Could be there a big risk that some private companies would popup and offer students the money as lending or in exchange for a few ears of your career? Then the costs will not go down.
I would suggest a controversial thing, the government decides the maximum and enforces it, it also decides that for each subject the universities would accept a number of students for free, for the free sports there will be an exam . Who would pay for the free spots? The universities and the government will have to decide on how to split this.
With my solution I am trying to solve a possible tragedy, brilliant students that can't become doctors and engineers and have to get other jobs or are forced to work instead of study so it affects their performance, as a society we should try to identify the briliant people and help them because they will help our children in the future.
I have to keep coming back to the idea that the problem is complex and the root of it is interference with free market forces.
The other notable aspect of government guaranteed student loans is that they cannot be discharged (eliminated) through bankruptcy.
If someone ends-up with too much debt they simply can't repay society allows both people and businesses to file for bankruptcy in a few different forms. One of them provides for restructuring the debt in order to make it affordable enough to pay. The other erases all debt in order to allow someone to start over (in the case of a business it would shut down).
Credit cards, consumer loans, car loans, home loans, they can all be erased through bankruptcy. Student loans? No. They cannot. You are stuck with them for the rest of your life.
Let me give you a plausible scenario. Someone goes into medical school and, a few years into it, has a serious accident and can't continue. They never graduate. Let's assume at that point in their studies they have accumulated $200K in debt. Well, they have to pay for that. And they cannot eliminate it through bankruptcy. They are not doctors and can't earn an above-average wage, and yet they are slaves to their nice fat government-guaranteed, government-distorted loans.
Universities are guaranteed their money because the government guarantees the loans and the government makes sure you will pay until you die if that's what it takes.

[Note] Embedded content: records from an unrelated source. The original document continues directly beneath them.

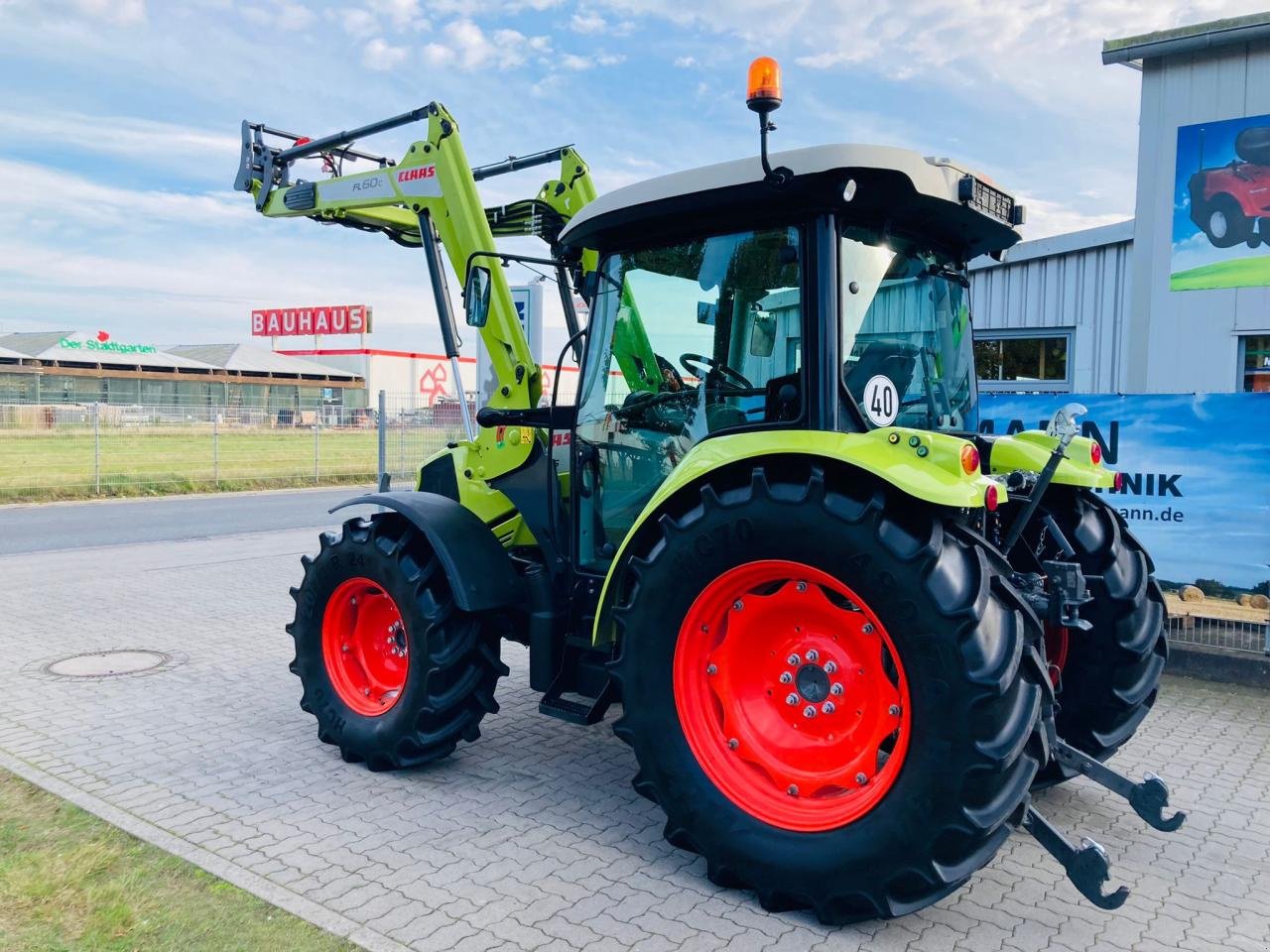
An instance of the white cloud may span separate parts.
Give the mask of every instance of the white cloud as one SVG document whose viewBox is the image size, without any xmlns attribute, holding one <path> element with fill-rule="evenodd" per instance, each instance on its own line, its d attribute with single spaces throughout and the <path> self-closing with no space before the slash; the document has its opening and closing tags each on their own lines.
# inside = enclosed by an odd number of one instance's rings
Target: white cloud
<svg viewBox="0 0 1270 952">
<path fill-rule="evenodd" d="M 74 0 L 74 6 L 85 17 L 107 23 L 127 25 L 146 19 L 146 0 Z"/>
<path fill-rule="evenodd" d="M 596 13 L 575 13 L 569 20 L 569 29 L 574 33 L 603 33 L 607 20 Z"/>
<path fill-rule="evenodd" d="M 278 0 L 268 6 L 244 6 L 244 19 L 260 27 L 305 29 L 314 19 L 312 11 L 295 0 Z"/>
<path fill-rule="evenodd" d="M 410 51 L 404 46 L 392 46 L 382 37 L 376 37 L 362 50 L 362 63 L 370 70 L 395 70 L 406 61 Z"/>
<path fill-rule="evenodd" d="M 560 57 L 560 66 L 566 70 L 582 72 L 583 70 L 592 70 L 596 66 L 616 66 L 620 62 L 625 62 L 625 56 L 616 56 L 613 53 L 596 53 L 594 56 L 565 53 Z"/>
<path fill-rule="evenodd" d="M 215 168 L 217 179 L 237 159 L 236 136 L 221 135 L 155 119 L 132 116 L 88 116 L 36 108 L 33 112 L 0 109 L 0 141 L 39 142 L 76 150 L 166 165 L 180 173 Z M 201 178 L 201 175 L 193 175 Z"/>
<path fill-rule="evenodd" d="M 1027 208 L 1027 223 L 1022 227 L 1024 239 L 1027 241 L 1050 235 L 1066 235 L 1069 231 L 1096 228 L 1100 225 L 1115 225 L 1129 217 L 1118 212 L 1091 215 L 1060 202 L 1049 202 L 1025 194 L 1016 195 L 1016 199 Z"/>
<path fill-rule="evenodd" d="M 493 66 L 505 70 L 523 65 L 531 51 L 546 52 L 550 47 L 550 37 L 527 37 L 514 29 L 497 29 L 486 34 L 472 20 L 458 19 L 446 24 L 441 41 L 428 43 L 423 56 L 429 66 L 455 65 L 462 70 Z"/>
</svg>

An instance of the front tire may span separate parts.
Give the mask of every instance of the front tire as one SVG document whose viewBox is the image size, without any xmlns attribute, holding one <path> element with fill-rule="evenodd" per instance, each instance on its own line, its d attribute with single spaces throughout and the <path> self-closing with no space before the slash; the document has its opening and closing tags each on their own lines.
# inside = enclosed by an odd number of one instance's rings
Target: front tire
<svg viewBox="0 0 1270 952">
<path fill-rule="evenodd" d="M 1213 195 L 1204 207 L 1201 223 L 1214 248 L 1234 248 L 1252 235 L 1252 220 L 1232 195 Z"/>
<path fill-rule="evenodd" d="M 993 857 L 1045 758 L 1039 622 L 987 546 L 889 487 L 742 477 L 632 542 L 613 670 L 635 788 L 765 909 L 921 909 Z"/>
<path fill-rule="evenodd" d="M 395 514 L 354 518 L 301 562 L 291 589 L 300 707 L 344 760 L 391 770 L 439 760 L 498 711 L 498 619 L 464 612 L 423 534 Z"/>
</svg>

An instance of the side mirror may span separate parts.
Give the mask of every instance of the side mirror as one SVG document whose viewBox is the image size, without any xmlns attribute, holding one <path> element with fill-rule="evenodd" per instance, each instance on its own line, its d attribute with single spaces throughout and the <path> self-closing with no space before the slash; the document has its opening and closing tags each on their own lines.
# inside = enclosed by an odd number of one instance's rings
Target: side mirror
<svg viewBox="0 0 1270 952">
<path fill-rule="evenodd" d="M 493 286 L 489 268 L 474 264 L 467 269 L 467 284 L 464 287 L 464 314 L 469 327 L 484 327 L 489 320 L 489 293 Z"/>
</svg>

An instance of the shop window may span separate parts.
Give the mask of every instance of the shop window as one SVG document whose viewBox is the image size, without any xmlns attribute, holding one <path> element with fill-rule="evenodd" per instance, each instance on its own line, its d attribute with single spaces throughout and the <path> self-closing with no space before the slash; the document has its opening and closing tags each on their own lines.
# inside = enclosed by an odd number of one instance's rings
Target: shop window
<svg viewBox="0 0 1270 952">
<path fill-rule="evenodd" d="M 983 390 L 1071 390 L 1069 331 L 983 333 L 974 363 Z"/>
<path fill-rule="evenodd" d="M 1270 334 L 1240 338 L 1240 377 L 1245 392 L 1270 392 Z"/>
</svg>

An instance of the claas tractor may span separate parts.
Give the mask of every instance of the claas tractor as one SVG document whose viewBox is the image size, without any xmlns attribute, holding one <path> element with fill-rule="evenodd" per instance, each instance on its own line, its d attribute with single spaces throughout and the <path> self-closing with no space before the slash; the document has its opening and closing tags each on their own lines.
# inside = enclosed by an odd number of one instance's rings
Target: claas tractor
<svg viewBox="0 0 1270 952">
<path fill-rule="evenodd" d="M 771 60 L 748 103 L 758 157 L 602 197 L 572 146 L 470 166 L 437 103 L 315 140 L 244 123 L 237 187 L 265 217 L 422 249 L 457 359 L 447 255 L 497 374 L 414 489 L 337 506 L 377 509 L 302 560 L 300 706 L 347 762 L 429 764 L 498 711 L 513 641 L 542 713 L 620 704 L 667 839 L 765 909 L 913 911 L 1015 830 L 1116 908 L 1102 848 L 1033 793 L 1083 776 L 1181 824 L 1162 781 L 1104 763 L 1156 699 L 1165 609 L 1081 407 L 975 433 L 966 263 L 1019 241 L 1024 209 L 899 149 L 768 155 Z M 400 161 L 352 147 L 415 121 Z M 532 198 L 481 206 L 479 180 L 544 162 Z M 512 261 L 559 286 L 572 404 L 544 392 Z"/>
</svg>

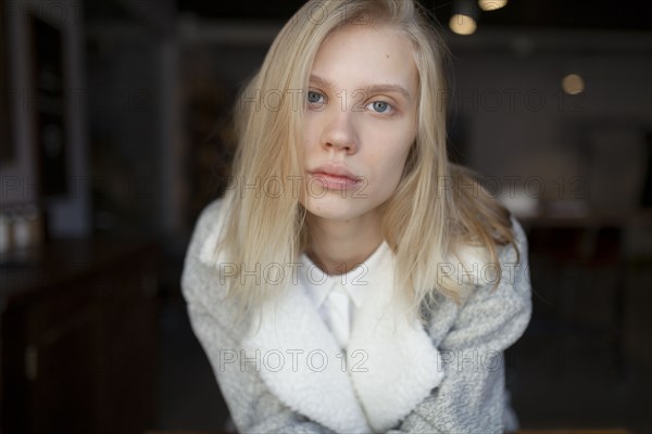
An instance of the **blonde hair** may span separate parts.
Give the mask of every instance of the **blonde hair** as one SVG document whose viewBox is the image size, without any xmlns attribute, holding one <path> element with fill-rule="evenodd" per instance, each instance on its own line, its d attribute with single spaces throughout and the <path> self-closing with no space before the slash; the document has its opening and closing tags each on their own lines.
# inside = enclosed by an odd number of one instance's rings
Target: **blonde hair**
<svg viewBox="0 0 652 434">
<path fill-rule="evenodd" d="M 439 265 L 473 244 L 496 263 L 497 245 L 513 243 L 509 213 L 468 170 L 448 161 L 440 98 L 446 91 L 446 48 L 425 12 L 412 0 L 312 0 L 280 30 L 238 101 L 235 178 L 225 197 L 227 215 L 217 248 L 241 265 L 228 280 L 241 314 L 258 310 L 287 286 L 267 279 L 247 284 L 242 272 L 261 272 L 265 264 L 294 264 L 306 247 L 301 192 L 291 188 L 303 176 L 304 89 L 324 39 L 353 25 L 402 30 L 413 42 L 419 73 L 416 141 L 399 187 L 381 205 L 383 234 L 397 258 L 401 291 L 396 295 L 414 312 L 437 294 L 460 302 L 464 285 L 441 276 Z"/>
</svg>

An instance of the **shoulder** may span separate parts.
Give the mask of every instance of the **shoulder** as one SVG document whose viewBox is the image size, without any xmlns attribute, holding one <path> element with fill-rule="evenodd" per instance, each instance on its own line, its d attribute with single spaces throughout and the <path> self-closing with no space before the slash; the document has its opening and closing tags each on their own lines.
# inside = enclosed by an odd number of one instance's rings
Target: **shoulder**
<svg viewBox="0 0 652 434">
<path fill-rule="evenodd" d="M 514 242 L 499 247 L 498 263 L 478 247 L 462 250 L 459 277 L 473 279 L 474 284 L 462 304 L 439 297 L 427 327 L 436 345 L 459 345 L 481 336 L 507 346 L 525 330 L 531 315 L 527 238 L 514 217 L 511 222 Z"/>
</svg>

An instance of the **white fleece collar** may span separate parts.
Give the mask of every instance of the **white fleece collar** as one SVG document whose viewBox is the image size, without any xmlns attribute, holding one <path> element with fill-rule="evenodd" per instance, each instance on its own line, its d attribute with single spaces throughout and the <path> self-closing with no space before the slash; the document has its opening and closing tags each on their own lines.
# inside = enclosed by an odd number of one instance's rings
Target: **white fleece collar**
<svg viewBox="0 0 652 434">
<path fill-rule="evenodd" d="M 261 352 L 261 378 L 278 398 L 340 433 L 396 426 L 443 376 L 426 331 L 391 303 L 389 248 L 364 279 L 368 296 L 356 311 L 346 354 L 301 285 L 268 305 L 260 329 L 242 343 L 248 354 Z"/>
</svg>

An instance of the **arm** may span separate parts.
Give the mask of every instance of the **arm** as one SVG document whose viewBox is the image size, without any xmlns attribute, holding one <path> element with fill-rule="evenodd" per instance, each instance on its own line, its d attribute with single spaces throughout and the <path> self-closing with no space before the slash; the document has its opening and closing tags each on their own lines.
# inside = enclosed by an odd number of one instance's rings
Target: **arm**
<svg viewBox="0 0 652 434">
<path fill-rule="evenodd" d="M 513 246 L 503 248 L 500 284 L 477 288 L 438 346 L 444 370 L 441 384 L 392 434 L 502 433 L 502 355 L 523 334 L 531 314 L 527 241 L 515 220 L 513 227 L 521 261 Z"/>
<path fill-rule="evenodd" d="M 333 433 L 292 411 L 272 394 L 255 369 L 240 369 L 239 362 L 225 362 L 225 352 L 239 352 L 239 331 L 224 304 L 224 288 L 216 270 L 200 259 L 218 214 L 213 203 L 200 216 L 188 248 L 181 289 L 188 304 L 190 323 L 213 367 L 213 372 L 231 418 L 241 433 Z"/>
</svg>

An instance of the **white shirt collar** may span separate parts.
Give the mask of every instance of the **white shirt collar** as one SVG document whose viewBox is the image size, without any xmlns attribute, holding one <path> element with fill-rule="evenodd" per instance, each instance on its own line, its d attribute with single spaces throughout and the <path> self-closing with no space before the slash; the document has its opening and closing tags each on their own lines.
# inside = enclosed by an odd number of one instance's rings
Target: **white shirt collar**
<svg viewBox="0 0 652 434">
<path fill-rule="evenodd" d="M 386 251 L 389 251 L 389 245 L 383 241 L 365 261 L 342 275 L 327 275 L 303 253 L 299 258 L 301 263 L 299 283 L 305 289 L 317 309 L 336 289 L 346 291 L 355 307 L 360 308 L 366 297 L 369 277 L 378 272 L 379 258 Z"/>
</svg>

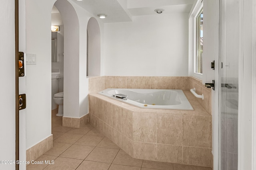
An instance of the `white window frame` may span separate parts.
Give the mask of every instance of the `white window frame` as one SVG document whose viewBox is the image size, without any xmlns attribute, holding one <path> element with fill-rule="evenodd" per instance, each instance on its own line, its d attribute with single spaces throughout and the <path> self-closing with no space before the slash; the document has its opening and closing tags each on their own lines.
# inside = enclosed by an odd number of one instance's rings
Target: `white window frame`
<svg viewBox="0 0 256 170">
<path fill-rule="evenodd" d="M 203 74 L 196 72 L 196 17 L 201 12 L 203 7 L 202 0 L 198 0 L 193 4 L 189 16 L 188 24 L 188 48 L 189 62 L 188 74 L 202 80 Z"/>
</svg>

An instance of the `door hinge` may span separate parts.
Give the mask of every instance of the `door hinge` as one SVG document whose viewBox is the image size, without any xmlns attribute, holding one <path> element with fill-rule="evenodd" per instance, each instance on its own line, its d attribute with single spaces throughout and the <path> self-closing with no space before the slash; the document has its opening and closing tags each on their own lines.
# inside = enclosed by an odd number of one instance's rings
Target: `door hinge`
<svg viewBox="0 0 256 170">
<path fill-rule="evenodd" d="M 24 69 L 24 53 L 19 52 L 19 77 L 23 77 L 25 76 L 25 70 Z"/>
<path fill-rule="evenodd" d="M 214 87 L 215 86 L 215 80 L 213 80 L 212 83 L 206 83 L 204 85 L 207 88 L 212 88 L 212 90 L 215 90 Z"/>
<path fill-rule="evenodd" d="M 211 63 L 211 68 L 214 70 L 215 69 L 215 61 L 214 60 L 212 63 Z"/>
<path fill-rule="evenodd" d="M 22 110 L 26 107 L 26 94 L 19 95 L 19 109 Z"/>
</svg>

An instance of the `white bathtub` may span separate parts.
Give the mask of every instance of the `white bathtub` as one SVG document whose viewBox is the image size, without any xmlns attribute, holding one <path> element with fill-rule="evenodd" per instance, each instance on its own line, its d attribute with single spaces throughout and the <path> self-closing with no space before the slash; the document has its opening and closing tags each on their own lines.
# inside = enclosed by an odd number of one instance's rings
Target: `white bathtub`
<svg viewBox="0 0 256 170">
<path fill-rule="evenodd" d="M 98 93 L 141 108 L 194 110 L 181 90 L 108 88 Z M 127 100 L 115 96 L 120 94 Z"/>
</svg>

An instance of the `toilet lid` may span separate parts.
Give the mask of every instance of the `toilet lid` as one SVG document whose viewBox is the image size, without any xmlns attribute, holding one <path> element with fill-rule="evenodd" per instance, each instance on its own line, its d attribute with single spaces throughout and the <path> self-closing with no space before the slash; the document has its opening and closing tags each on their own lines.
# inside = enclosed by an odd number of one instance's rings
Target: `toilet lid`
<svg viewBox="0 0 256 170">
<path fill-rule="evenodd" d="M 54 94 L 54 97 L 55 98 L 63 98 L 63 92 L 60 92 Z"/>
</svg>

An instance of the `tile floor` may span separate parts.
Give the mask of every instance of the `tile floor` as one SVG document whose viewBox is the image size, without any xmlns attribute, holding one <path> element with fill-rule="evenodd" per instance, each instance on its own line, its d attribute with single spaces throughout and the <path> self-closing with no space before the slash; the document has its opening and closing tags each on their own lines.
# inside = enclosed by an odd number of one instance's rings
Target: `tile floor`
<svg viewBox="0 0 256 170">
<path fill-rule="evenodd" d="M 80 128 L 62 127 L 62 117 L 56 111 L 52 113 L 53 147 L 35 160 L 44 164 L 28 164 L 27 170 L 212 170 L 133 158 L 90 124 Z"/>
</svg>

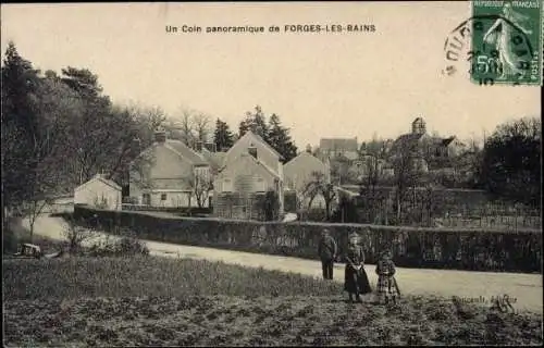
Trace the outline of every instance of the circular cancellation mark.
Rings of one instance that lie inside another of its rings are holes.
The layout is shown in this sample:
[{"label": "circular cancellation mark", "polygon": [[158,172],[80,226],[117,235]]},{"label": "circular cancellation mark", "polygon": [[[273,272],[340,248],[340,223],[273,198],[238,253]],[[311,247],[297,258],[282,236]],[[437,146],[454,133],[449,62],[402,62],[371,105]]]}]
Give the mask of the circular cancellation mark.
[{"label": "circular cancellation mark", "polygon": [[449,33],[443,74],[454,75],[467,64],[479,85],[541,85],[542,52],[534,49],[541,42],[541,9],[523,14],[506,3],[498,10],[473,15]]}]

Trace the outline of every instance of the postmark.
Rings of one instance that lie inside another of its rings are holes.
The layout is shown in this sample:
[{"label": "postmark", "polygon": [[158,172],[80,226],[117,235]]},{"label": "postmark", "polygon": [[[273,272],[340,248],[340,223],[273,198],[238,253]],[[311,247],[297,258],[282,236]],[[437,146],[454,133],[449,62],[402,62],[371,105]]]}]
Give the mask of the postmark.
[{"label": "postmark", "polygon": [[542,3],[472,1],[472,16],[449,33],[445,75],[479,85],[542,85]]},{"label": "postmark", "polygon": [[502,313],[517,313],[518,311],[515,308],[518,299],[516,297],[511,297],[509,295],[503,294],[492,297],[458,297],[454,296],[452,298],[454,302],[465,303],[465,304],[484,304],[487,306],[491,310],[498,311]]}]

In your scenario, if the government provided no guarantees and private lenders offered loans, they would not loan exorbitant amounts. Their loans, as is the case with any consumer loan, would be subject to discharge (elimination) through bankruptcy. Lenders would not take such risks without a tremendous amount of assurances as well as vetting of the candidate. There would be tremendous downwards pressure on tuition simply because lenders would not be open to providing $50K to $60K per year for most degrees, if any.
From my perspective no degree should cost more than what someone WITH THAT DEGREE can pay in, say, ten years. In other words, a software engineering degree would cost more than a history degree, because the earning potential of the student would be greater in the first case.
Another way to perhaps do it is for universities to take 10% of someone's salary per year for, say, ten years. That's it, that's their payment. The logistics would need to be worked out, but, in essence, universities would have to compete in the open market by graduating highly qualified professionals.
And yet the problem continues to be the same: Universities can only accept so many people. This is true everywhere in the world, where free universities filter people through extensive entrance examinations. Forcing education to be free isn't necessarily going to solve any problems in terms of making education available to more people. Not unless you now start over-populating universities because they are "free".
Here "free" is in quotes because the concept is vacuous. There is no such thing as free. Someone always has to pay for it, if anything for the simple matter that university employees and professors have to earn a living and it cost money to run the schools.
Every single "free" government run program in the world runs into exactly the same problem: Quality deteriorates as the amount of money available per economic unit goes down. The easiest example of this are "free" healthcare systems, where care is limited, people have to wait a very long time to be seen, quality of care and testing is substandard and their very existence depends on drugs and product developed in non-free systems (places like the US).
If universities in the US become "free", the question is: Who pays? The government? So, each university is allocated an amount of money per student? We are back to tuition, this time paid by government. Well, then, how much do we pay? Do we pay MIT the same as a local university? No? Why? Why is it fair that universities are not paid the same per student? If a local university gets $10K per year, MIT should also get $10K per year. It would not be highly discriminatory to give MIT $50K per year and a local university $10K.
You see, as we start to dive into the realities of these not-so-brilliant ideas we run into myriad problems. Everything sounds fantastic in front of a microphone during a political speech. And yet, reality tends to be nowhere near to what is being promised. It never is.
I would suggest a controversial thing, the government decides the maximum and enforces it, it also decides that for each subject the universities would accept a number of students for free, for the free sports there will be an exam . Who would pay for the free spots? The universities and the government will have to decide on how to split this.
With my solution I am trying to solve a possible tragedy, brilliant students that can't become doctors and engineers and have to get other jobs or are forced to work instead of study so it affects their performance, as a society we should try to identify the briliant people and help them because they will help our children in the future.